A repercussão é tanta que a Google vem, desde 2015, priorizando sites responsivos em seu dispositivo de busca, enriquecendo a experiência de seus usuários e, inclusive, penalizando o posicionamento nos sistemas de busca de sites que não apresentam essa capacidade de adaptação. Com isso, quem não se mostrar disposto a seguir as novas tendências acabará perdendo visitantes que encontram os sites por meio da busca orgânica do Google.

Não é exagero: faça o teste e tire suas próprias conclusões. Utilizar seu smartphone para acessar um site de jogos, por exemplo, já demanda uma qualidade de processamento um tanto quanto mais avançada para não comprometer a jogabilidade. O processamento é, inclusive, uma preocupação não só dos desenvolvedores de páginas e jogos, mas principalmente de fabricantes de aparelhos de alta tecnologia. É nítida a distinção entre sites responsivos e não responsivos.
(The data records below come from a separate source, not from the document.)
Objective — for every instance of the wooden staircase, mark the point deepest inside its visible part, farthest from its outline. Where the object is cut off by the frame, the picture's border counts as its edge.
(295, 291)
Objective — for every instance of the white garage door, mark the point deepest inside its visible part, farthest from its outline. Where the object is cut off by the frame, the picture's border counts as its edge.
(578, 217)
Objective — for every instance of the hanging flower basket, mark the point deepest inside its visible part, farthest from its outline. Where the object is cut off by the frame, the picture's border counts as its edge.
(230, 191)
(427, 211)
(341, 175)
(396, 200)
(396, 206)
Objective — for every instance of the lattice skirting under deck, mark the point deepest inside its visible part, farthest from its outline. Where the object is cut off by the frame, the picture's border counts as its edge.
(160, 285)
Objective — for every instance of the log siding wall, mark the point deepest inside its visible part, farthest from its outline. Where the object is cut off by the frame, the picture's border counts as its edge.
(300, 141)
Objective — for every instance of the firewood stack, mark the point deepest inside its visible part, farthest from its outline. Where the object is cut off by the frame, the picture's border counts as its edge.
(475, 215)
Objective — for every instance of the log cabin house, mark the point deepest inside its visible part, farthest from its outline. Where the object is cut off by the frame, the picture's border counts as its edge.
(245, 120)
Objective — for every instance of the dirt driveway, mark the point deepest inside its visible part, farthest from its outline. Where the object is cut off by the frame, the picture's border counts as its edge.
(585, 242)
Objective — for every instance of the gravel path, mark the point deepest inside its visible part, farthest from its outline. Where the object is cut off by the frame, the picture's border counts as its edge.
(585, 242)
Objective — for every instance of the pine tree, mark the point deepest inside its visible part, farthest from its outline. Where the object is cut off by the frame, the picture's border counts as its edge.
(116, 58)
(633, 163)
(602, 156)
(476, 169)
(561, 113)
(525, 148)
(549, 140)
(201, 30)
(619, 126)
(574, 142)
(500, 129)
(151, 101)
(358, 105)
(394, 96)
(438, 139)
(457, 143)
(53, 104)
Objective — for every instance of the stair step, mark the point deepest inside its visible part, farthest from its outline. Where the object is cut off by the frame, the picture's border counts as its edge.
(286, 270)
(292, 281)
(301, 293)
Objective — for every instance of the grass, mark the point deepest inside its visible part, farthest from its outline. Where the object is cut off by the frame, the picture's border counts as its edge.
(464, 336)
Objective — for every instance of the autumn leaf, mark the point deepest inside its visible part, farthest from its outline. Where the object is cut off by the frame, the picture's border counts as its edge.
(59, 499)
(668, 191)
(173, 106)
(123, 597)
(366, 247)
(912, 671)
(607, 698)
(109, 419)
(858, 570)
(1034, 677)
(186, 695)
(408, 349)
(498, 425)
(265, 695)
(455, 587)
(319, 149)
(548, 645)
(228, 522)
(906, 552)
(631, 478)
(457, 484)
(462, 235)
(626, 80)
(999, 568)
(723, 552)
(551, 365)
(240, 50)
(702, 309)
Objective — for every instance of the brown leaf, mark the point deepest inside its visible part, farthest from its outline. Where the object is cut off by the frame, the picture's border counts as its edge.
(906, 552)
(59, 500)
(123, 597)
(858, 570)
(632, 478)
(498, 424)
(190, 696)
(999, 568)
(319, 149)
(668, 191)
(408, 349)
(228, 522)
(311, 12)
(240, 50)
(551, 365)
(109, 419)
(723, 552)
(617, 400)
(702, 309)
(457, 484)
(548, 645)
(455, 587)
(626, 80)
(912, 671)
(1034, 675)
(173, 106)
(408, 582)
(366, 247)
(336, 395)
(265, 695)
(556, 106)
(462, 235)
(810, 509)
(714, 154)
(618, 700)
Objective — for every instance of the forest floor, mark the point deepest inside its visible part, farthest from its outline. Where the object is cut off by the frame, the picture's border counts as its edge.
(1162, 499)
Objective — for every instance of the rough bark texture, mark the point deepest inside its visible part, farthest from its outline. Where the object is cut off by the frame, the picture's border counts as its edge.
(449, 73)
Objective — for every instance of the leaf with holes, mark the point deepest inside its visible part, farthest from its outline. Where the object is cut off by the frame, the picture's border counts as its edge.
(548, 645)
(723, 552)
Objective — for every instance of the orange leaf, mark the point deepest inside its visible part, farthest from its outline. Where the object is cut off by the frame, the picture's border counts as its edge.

Logo, o investimento de sites especializados  em plataformas responsivas faz toda a diferença para a experiência do usuário. Os jogos de roleta online com Betfair, por exemplo, são uma boa referência de um site responsivo, uma vez que trazem ao usuário uma interface intuitiva e que facilita as jogadas, seja o acesso à sua ampla gama de jogos de roleta realizado via celular ou pelo desktop.

Lançado em setembro de 2019, o iPhone 11 conta com dispositivos que potencializam seu poder de computação e processamento gráfico, tanto que no evento de lançamento do produto representantes da desenvolvedora chinesa Giant Networks utilizaram o novo aparelho para apresentar um jogo de aventura em RPG com gráficos de qualidade digna de consoles.

O mercado mobile ainda tem muito a apresentar aos seus consumidores. Muito além do design arrojado e uma multiplicidade de câmeras potentes, a preocupação dos fabricantes e desenvolvedores de aplicativos, jogos e páginas é quanto ao acompanhamento destes aparelhos às formas como nos entretemos e trabalhamos – e isso está em constante evolução.

Um dos rumos que vem tomando forma e conquistando cada vez mais pessoas é a realidade aumentada, que coloca o usuário no centro da ação. É o que encontramos em jogos como o Pokemon Go, que fez sucesso há alguns anos; o Tactic, que utiliza a realidade aumentada quando apontamos o smartphone aos rótulos de produtos parceiros do aplicativo para assistir a uma animação; o brasileiro Army of Robots, ou mesmo com aplicativos e plataformas de redes sociais. A exigência do processamento de aparelhos de smartphone deve acompanhar, se não se adiantar, as tendências para continuar lucrando. Recentemente, o buscador da Google lançou uma ferramenta que flerta com a realidade aumentada, como mostramos no vídeo abaixo:

 

No ramo da tecnologia mobile não há espaço para acomodação. Com evoluções e mudanças constantes, o mercado não pode se dar ao luxo de parar e deve continuar a incessante corrida para apresentar e oferecer muito além de um aparelho de smartphone, conteúdo de página da web ou entretenimento e ferramentas de trabalho. Todos estes elementos se unem, exigindo uma adaptação constante e linear para manter a interatividade e conectividade.